大河ドラマ『麒麟がくる』第十七回あらすじ&イラストレポート【麒麟がきても、こなくても】
ファン目線で大河ドラマを楽しむイラスト連載!
毎週日曜放送のNHK大河ドラマ『麒麟がくる』を楽しむ、大河ドラマ追っかけレポート!
毎週金曜日、前の週のおさらいを兼ねてあらすじと感想をお送りする(以下、ネタバレを含みます)。
『麒麟がくる』第十七回「長良川の戦い」のあらすじ
高政(伊藤英明)と道三(本木雅弘)の戦いが始まろうとしていた。
不利な状況に立たされている道三を助けようとする信長(染谷将太)。引き留めようとする帰蝶(川口春奈)だったが、信長は戦へと向かってしまう。
長良川の南北を挟んで戦が始まり、道三のもとに駆けつけようとする十兵衛(長谷川博己)。
数の不利をくつがえせず、敗戦が濃厚となった道三はただ一騎で高政のもとに現れる。
高政は手出し無用と叫び、父子で槍をかわす。「父の名を申せ」と道三に迫られた高政は、「土岐頼芸だ」と嘘を重ねる。

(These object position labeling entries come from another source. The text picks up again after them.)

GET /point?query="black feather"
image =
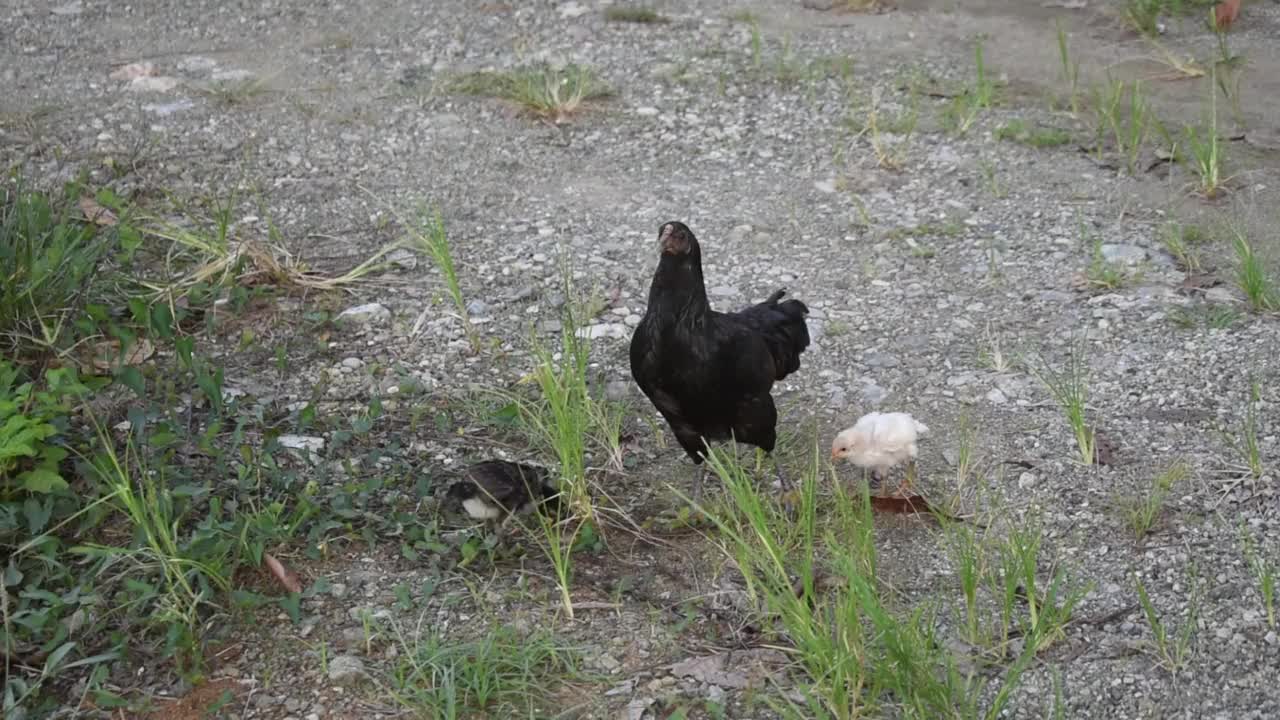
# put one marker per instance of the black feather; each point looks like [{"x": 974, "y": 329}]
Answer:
[{"x": 709, "y": 373}]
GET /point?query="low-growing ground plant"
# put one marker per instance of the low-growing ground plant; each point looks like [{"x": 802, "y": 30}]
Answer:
[
  {"x": 1262, "y": 563},
  {"x": 1171, "y": 645},
  {"x": 1142, "y": 513},
  {"x": 816, "y": 575},
  {"x": 545, "y": 92},
  {"x": 1070, "y": 390},
  {"x": 1252, "y": 276},
  {"x": 499, "y": 674}
]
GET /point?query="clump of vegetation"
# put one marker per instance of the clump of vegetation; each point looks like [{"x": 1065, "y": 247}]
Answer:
[
  {"x": 859, "y": 654},
  {"x": 1070, "y": 390},
  {"x": 981, "y": 95},
  {"x": 126, "y": 542},
  {"x": 1171, "y": 643},
  {"x": 1034, "y": 136},
  {"x": 501, "y": 674},
  {"x": 545, "y": 92},
  {"x": 1252, "y": 276},
  {"x": 1142, "y": 513}
]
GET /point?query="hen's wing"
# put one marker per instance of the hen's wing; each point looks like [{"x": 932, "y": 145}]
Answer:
[
  {"x": 671, "y": 377},
  {"x": 782, "y": 328}
]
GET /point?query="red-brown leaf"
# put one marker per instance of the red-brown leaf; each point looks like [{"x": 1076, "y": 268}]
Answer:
[
  {"x": 1225, "y": 13},
  {"x": 287, "y": 578},
  {"x": 95, "y": 213}
]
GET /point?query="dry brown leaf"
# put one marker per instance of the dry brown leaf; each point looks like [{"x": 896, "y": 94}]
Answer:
[
  {"x": 133, "y": 71},
  {"x": 1225, "y": 13},
  {"x": 287, "y": 577},
  {"x": 106, "y": 354},
  {"x": 1105, "y": 449},
  {"x": 95, "y": 213}
]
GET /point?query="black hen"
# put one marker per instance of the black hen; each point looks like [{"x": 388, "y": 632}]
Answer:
[
  {"x": 711, "y": 373},
  {"x": 498, "y": 488}
]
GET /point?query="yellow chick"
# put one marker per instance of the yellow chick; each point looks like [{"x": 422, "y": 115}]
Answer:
[{"x": 878, "y": 441}]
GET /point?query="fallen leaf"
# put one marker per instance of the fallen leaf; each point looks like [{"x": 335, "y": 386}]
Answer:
[
  {"x": 95, "y": 213},
  {"x": 732, "y": 669},
  {"x": 106, "y": 354},
  {"x": 1105, "y": 449},
  {"x": 1194, "y": 282},
  {"x": 1225, "y": 13},
  {"x": 909, "y": 505},
  {"x": 287, "y": 578},
  {"x": 133, "y": 71}
]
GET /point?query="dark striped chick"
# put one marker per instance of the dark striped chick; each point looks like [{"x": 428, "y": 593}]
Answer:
[{"x": 497, "y": 490}]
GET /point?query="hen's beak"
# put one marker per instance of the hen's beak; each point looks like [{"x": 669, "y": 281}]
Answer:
[{"x": 672, "y": 242}]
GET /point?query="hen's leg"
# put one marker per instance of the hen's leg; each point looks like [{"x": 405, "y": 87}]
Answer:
[
  {"x": 699, "y": 478},
  {"x": 785, "y": 490}
]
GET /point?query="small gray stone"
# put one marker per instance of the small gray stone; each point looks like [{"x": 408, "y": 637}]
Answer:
[
  {"x": 347, "y": 669},
  {"x": 873, "y": 393},
  {"x": 603, "y": 329},
  {"x": 880, "y": 359},
  {"x": 617, "y": 390},
  {"x": 368, "y": 313},
  {"x": 1123, "y": 254}
]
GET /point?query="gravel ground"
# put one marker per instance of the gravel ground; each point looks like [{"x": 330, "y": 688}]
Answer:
[{"x": 328, "y": 113}]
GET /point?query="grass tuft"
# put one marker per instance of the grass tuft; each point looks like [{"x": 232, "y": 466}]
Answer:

家臣たちの前で「嘘を騙るな」と恫喝され、高政は周りの家臣に道三を殺させる。
高政は、その場に駆けつけた十兵衛に「今からでも自分のもとにこい」と声をかける。最後まで自分の父が頼芸だと騙る高政に「道三と違い、土岐頼芸を立派な人間だと思ったことはない」と告げ、別れる十兵衛。
道三の死と信長の敗走を聞かされた帰蝶は、伊呂波太夫(尾野真千子)を呼びだし、美濃へ向かわせる。
一方の駒(門脇麦)と春次(菊丸・岡村隆史)も、裏道を使って駿河から美濃へ向かっていた。
明智荘は高政に攻め入られようとしていた。
光安(西村まさ彦)から明智家を託された十兵衛は、母と妻を連れ、村の者たちに別れを告げ、生まれ育った領地から落ち延びることとなった。
大河ドラマ追っかけレポート17(5/10放送回)

“賢い”帰蝶の苦悩
妻の帰蝶がとめるのも聞かず、「親父殿を助ける!」と、負けるとわかっている道三のもとへ向かう信長。残された帰蝶は「皆、愚か者じゃ!」と叫ぶことしかできない。
このドラマで一番賢いのは、たぶん彼女だ。
父・道三譲りの頭の良さと冷淡さと行動力。見事に作戦を立て、伊呂波太夫を使って信長の力を道三に見せつけ、二人の仲をとりもつ。斎藤家と織田家の同盟をより強固にすることに成功した。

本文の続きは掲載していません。